El turista, la última película que lo tiene como protagonista se mete de lleno en ese problema. Desde el primer plano en que se lo ve sentimos un pinchazo en el corazón: Johnny Depp ya no es lo que era. Tiene la cara redonda como una moneda de cincuenta centavos, la piel demasiado bronceada y porosa, una permanente notoriamente artificial en el pelo. ¿Qué pasó? Parece que Depp, una vez que el director Florian Henckel von Donnersmarck le propuso el papel de Frank Tupelo, el oscuro profesor de matemáticas de provincia que interpreta en el film, decidió afearse. Sí. Para encarnar mejor a este hombre común que contrasta de un modo impactante con la belleza inhumana de Angelina Jolie, engordó, se hizo ese peinado horrendo, eligió las camisas que peor le quedaban, y se abocó a una actuación naturalista, de esas que tan poco suele hacer. Es como si por debajo de la película, lo que estuviera en discusión, entonces, es si la belleza de Depp, despojada de los atributos de personajes híper-caracterizados como Jack Sparrow, o el Sombrerero loco, resiste el paso del tiempo.
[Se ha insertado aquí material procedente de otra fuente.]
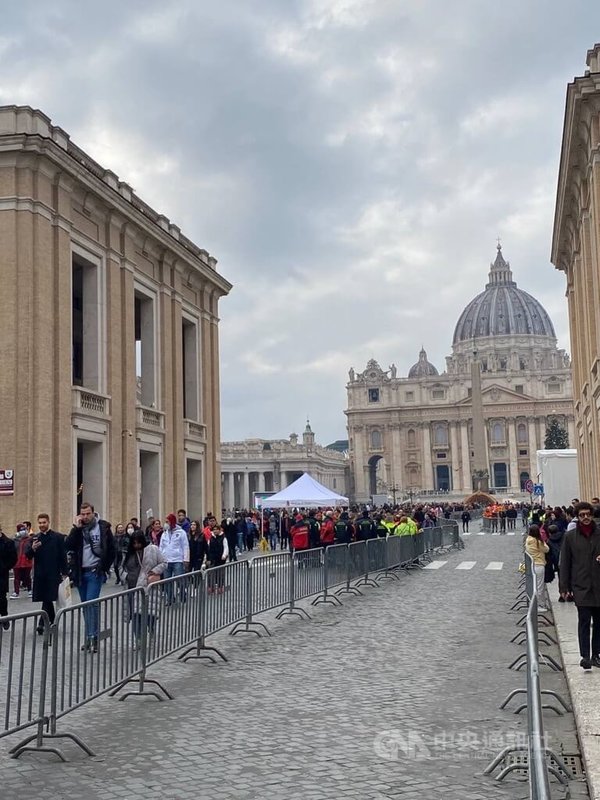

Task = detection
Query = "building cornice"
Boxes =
[0,106,232,296]
[551,73,600,271]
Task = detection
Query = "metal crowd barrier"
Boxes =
[484,553,573,800]
[0,526,458,760]
[0,611,50,752]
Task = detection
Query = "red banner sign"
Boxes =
[0,469,15,496]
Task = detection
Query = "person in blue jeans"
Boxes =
[159,514,190,605]
[65,503,115,653]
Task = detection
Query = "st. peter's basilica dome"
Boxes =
[453,244,556,345]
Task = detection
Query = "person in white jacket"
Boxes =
[160,514,190,605]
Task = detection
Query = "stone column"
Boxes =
[506,418,520,491]
[390,423,402,492]
[225,472,235,509]
[567,417,577,450]
[421,422,435,489]
[240,470,251,508]
[527,417,538,483]
[460,420,473,494]
[350,425,368,497]
[450,422,462,491]
[538,417,546,450]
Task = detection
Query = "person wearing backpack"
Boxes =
[320,511,335,547]
[333,511,352,544]
[356,511,377,542]
[375,515,391,539]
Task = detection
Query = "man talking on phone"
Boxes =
[25,514,69,636]
[65,503,115,653]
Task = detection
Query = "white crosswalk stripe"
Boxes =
[425,561,504,572]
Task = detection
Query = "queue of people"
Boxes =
[0,502,241,652]
[525,497,600,670]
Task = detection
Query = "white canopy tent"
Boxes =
[262,472,348,508]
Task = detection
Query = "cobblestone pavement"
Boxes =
[0,524,577,800]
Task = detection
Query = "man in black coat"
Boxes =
[25,514,69,634]
[0,525,17,631]
[559,503,600,669]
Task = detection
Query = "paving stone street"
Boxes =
[0,528,600,800]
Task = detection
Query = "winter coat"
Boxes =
[15,534,33,569]
[136,544,167,589]
[525,536,550,567]
[25,531,69,603]
[65,519,115,586]
[0,533,17,595]
[559,522,600,606]
[190,533,208,572]
[208,533,229,567]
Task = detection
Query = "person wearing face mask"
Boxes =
[159,514,190,604]
[65,503,115,653]
[113,521,136,586]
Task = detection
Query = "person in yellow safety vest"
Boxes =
[394,517,414,536]
[382,513,400,536]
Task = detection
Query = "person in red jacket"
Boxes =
[10,522,33,600]
[290,514,310,553]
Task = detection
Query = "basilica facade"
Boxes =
[346,244,575,502]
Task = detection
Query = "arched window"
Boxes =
[492,422,506,444]
[371,431,383,450]
[433,425,448,447]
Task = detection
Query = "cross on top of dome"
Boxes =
[408,345,439,378]
[486,239,517,288]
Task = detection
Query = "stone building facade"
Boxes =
[221,423,348,510]
[346,245,575,502]
[0,106,231,530]
[552,44,600,499]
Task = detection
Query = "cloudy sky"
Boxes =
[0,0,600,444]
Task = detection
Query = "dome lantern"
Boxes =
[408,347,439,378]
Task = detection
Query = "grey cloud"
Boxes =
[0,0,600,440]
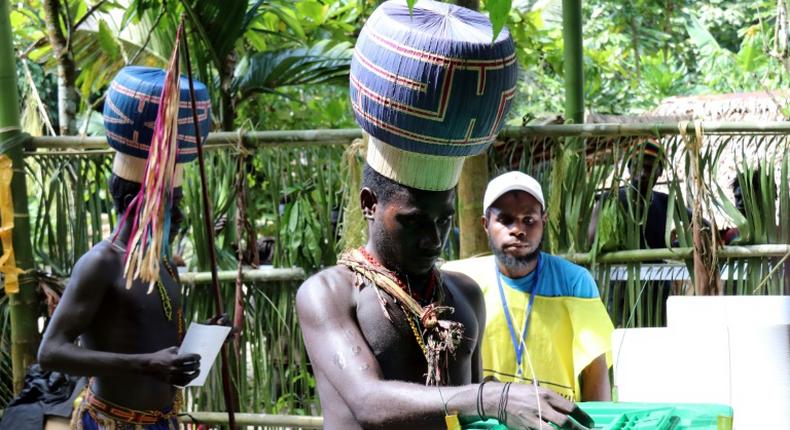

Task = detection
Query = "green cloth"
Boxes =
[459,417,508,430]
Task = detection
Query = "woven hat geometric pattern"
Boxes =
[350,0,518,188]
[104,66,211,164]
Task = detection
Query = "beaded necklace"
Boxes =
[359,247,442,362]
[110,241,184,340]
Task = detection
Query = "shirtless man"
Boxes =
[38,67,210,430]
[296,0,590,430]
[297,166,589,430]
[38,175,200,416]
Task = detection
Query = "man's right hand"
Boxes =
[507,383,594,430]
[147,346,200,387]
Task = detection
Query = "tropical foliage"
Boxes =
[0,0,790,414]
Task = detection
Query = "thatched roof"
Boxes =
[587,91,790,225]
[645,91,790,121]
[587,91,790,124]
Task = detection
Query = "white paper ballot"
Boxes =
[178,323,230,387]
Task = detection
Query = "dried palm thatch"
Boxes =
[587,91,790,227]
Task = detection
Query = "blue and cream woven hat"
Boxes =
[104,66,211,186]
[350,0,518,191]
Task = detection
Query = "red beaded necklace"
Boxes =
[359,246,439,304]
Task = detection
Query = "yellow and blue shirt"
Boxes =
[442,253,614,401]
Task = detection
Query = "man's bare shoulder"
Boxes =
[442,271,484,316]
[296,266,356,314]
[72,241,123,281]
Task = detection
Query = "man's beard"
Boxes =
[488,237,543,272]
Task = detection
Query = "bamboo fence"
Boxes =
[0,122,790,414]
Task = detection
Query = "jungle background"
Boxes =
[0,0,790,424]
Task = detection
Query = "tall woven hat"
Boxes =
[104,66,211,186]
[350,0,518,191]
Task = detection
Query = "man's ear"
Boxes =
[359,187,379,220]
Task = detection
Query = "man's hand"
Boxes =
[507,384,594,430]
[147,346,200,387]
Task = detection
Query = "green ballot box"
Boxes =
[461,402,732,430]
[579,402,732,430]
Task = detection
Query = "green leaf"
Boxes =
[98,19,120,61]
[486,0,513,40]
[685,15,721,56]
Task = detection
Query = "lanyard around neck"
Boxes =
[494,254,543,376]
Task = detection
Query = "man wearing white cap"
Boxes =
[442,172,613,401]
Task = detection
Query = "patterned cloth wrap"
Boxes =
[350,0,518,191]
[70,384,179,430]
[104,66,211,182]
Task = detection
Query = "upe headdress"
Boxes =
[350,0,518,191]
[104,66,211,186]
[104,56,210,293]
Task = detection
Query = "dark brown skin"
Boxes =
[296,188,590,430]
[482,191,612,401]
[38,202,200,410]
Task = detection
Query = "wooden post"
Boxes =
[455,0,489,258]
[0,0,39,393]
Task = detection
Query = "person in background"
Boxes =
[442,172,614,401]
[38,67,210,430]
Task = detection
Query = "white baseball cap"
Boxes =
[483,171,546,216]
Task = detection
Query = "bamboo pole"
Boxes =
[178,412,324,429]
[170,244,790,285]
[182,25,238,430]
[25,121,790,156]
[178,267,307,285]
[0,0,39,393]
[562,0,584,124]
[455,0,488,258]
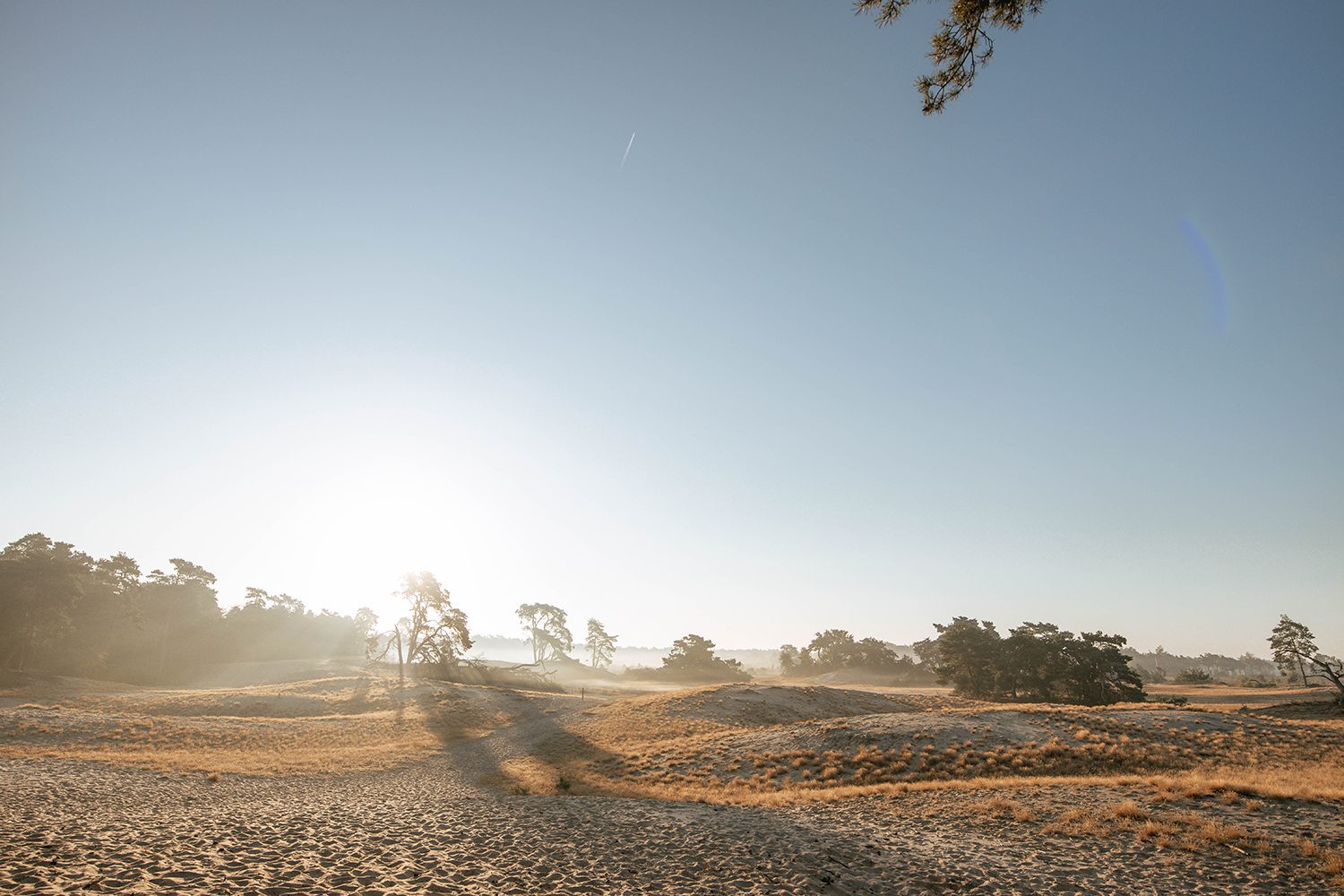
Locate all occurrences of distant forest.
[0,533,1314,702]
[0,533,367,684]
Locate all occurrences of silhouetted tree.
[803,629,859,672]
[935,616,1000,700]
[142,557,220,680]
[0,532,94,670]
[583,619,616,669]
[516,603,574,667]
[916,616,1144,705]
[854,0,1046,116]
[395,573,472,668]
[1269,616,1344,704]
[663,634,750,681]
[852,638,900,670]
[1269,616,1316,688]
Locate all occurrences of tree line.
[0,532,366,684]
[780,616,1144,705]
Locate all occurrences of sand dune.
[0,676,1344,893]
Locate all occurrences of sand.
[0,676,1344,893]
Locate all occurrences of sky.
[0,0,1344,656]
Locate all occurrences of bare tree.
[366,573,472,677]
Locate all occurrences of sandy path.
[0,697,1340,895]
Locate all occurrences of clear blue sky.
[0,0,1344,654]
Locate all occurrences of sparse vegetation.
[916,616,1144,705]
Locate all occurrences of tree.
[368,573,472,669]
[663,634,749,681]
[1269,616,1344,704]
[935,616,1000,700]
[583,619,616,669]
[851,638,900,669]
[244,589,304,613]
[916,616,1144,705]
[1269,616,1316,688]
[142,557,220,680]
[854,0,1046,116]
[516,603,574,668]
[0,532,94,670]
[803,629,859,672]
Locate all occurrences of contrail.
[621,130,634,168]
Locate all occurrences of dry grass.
[0,678,507,775]
[548,685,1344,805]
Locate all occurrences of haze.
[0,1,1344,656]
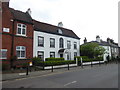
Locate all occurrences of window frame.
[50,38,55,48]
[37,51,44,60]
[50,52,55,58]
[16,46,26,59]
[67,40,71,49]
[0,49,8,59]
[59,38,64,48]
[38,36,44,47]
[74,42,77,49]
[16,23,27,36]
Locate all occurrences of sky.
[10,0,120,44]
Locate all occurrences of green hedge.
[40,60,76,66]
[75,56,103,65]
[32,57,42,65]
[45,57,64,61]
[75,56,88,60]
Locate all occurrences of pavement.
[2,64,118,81]
[2,63,118,88]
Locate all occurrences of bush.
[2,63,9,70]
[32,57,42,65]
[75,56,88,60]
[45,57,64,61]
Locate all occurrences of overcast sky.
[10,0,120,44]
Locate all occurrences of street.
[2,64,118,88]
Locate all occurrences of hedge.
[45,57,64,61]
[40,60,76,66]
[32,57,42,65]
[75,56,103,64]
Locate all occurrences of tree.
[80,43,105,58]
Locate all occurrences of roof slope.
[82,41,119,48]
[33,20,80,39]
[9,8,33,24]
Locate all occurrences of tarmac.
[0,63,117,82]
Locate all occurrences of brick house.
[0,0,33,69]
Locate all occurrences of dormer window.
[58,29,63,34]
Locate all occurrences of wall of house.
[1,2,13,63]
[0,2,33,67]
[33,31,80,60]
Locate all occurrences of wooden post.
[68,62,69,70]
[81,58,83,68]
[43,60,45,70]
[99,60,100,66]
[26,66,28,75]
[91,60,92,67]
[51,65,53,72]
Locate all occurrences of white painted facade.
[33,31,80,60]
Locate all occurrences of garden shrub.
[45,57,64,61]
[41,60,76,66]
[32,57,42,65]
[2,63,9,70]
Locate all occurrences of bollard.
[43,60,45,70]
[68,63,69,70]
[91,61,92,67]
[81,58,83,68]
[99,61,100,66]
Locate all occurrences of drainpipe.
[11,19,15,68]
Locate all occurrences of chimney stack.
[26,8,31,16]
[96,35,101,43]
[58,22,63,27]
[84,37,87,43]
[1,0,10,8]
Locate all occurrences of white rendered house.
[33,20,80,60]
[84,36,119,61]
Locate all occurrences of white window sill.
[16,34,27,37]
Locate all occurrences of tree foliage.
[80,43,105,58]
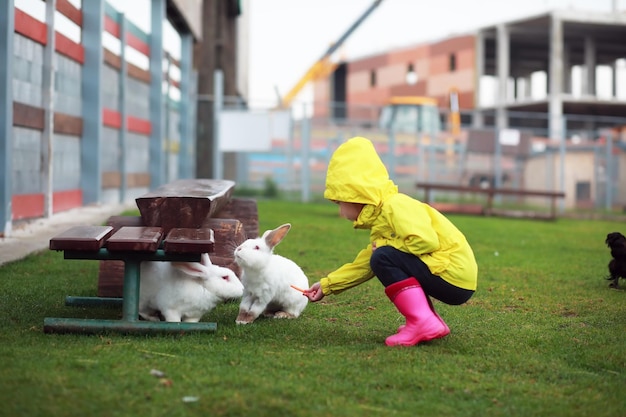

La respuesta tarda en llegar. Frank Tupelo se enamora de la chica de hielo, pero él es de carne. Y estas características pertenecen tanto a los personajes como los actores. Johnny se deja ver aquí como es, por más que esté gordo y despeinado, es él, supongamos, recién levantado de la cama. Angelina no. Camina por las calles de Venecia como en una geométrica pasarela imaginaria y su rostro expresa que lo mejor está sucediendo “en otro lado”. Utiliza a Frank en una estrategia para reunirse con su verdadero amor, un poderoso magnate fraudulento que nunca se presenta porque justamente, está huyendo de la policía. El desafío de Tupelo entonces (y de Depp también) es el de comparecer en esta contienda desventajosa y seducir a su Ice Queen. Afortunadamente no va a usar la trillada batería de chistes ingeniosos –tan propia de un actor como Hugh Grant, para justificar una pareja imposible– sino atravesar esa muralla helada, armado con una timidez prudente, una sonrisa tierna, cierta decisión para ir hacia su deseo.
A Johnny Depp, como quedó demostrado con la saga Piratas del Caribe, le sobra grandeza para correrse del rol de galán de la parejita, dejarle ese espacio a, por ejemplo, Orlando Bloom, y aun así seguir robándose la película entera con un rol insólito, inolvidable. Ni le hace falta meterse en esa camisa tan estrecha justo a él, que tiene onda para usar y regalar, que puede estar diez años con la misma mujer (la bellísima francesa Vanesa Paradis), ser padre ocupado de dos niños pequeños y al mismo tiempo ser amigo de Keith Richards (de quien está haciendo justo ahora un extenso documental) o el fallecido Hunter S. Thompson, pasando por Marlon Brando y su mentor e inseparable compinche Tim Burton. No debe haber nadie a quien no le gustaría tomarse por lo menos una cerveza con él. Eso es lo que le pasa a Angelina en la película. Podrán pasar mil años, pero su carisma sigue teniendo efecto hasta sobre la Antártida. Intacto.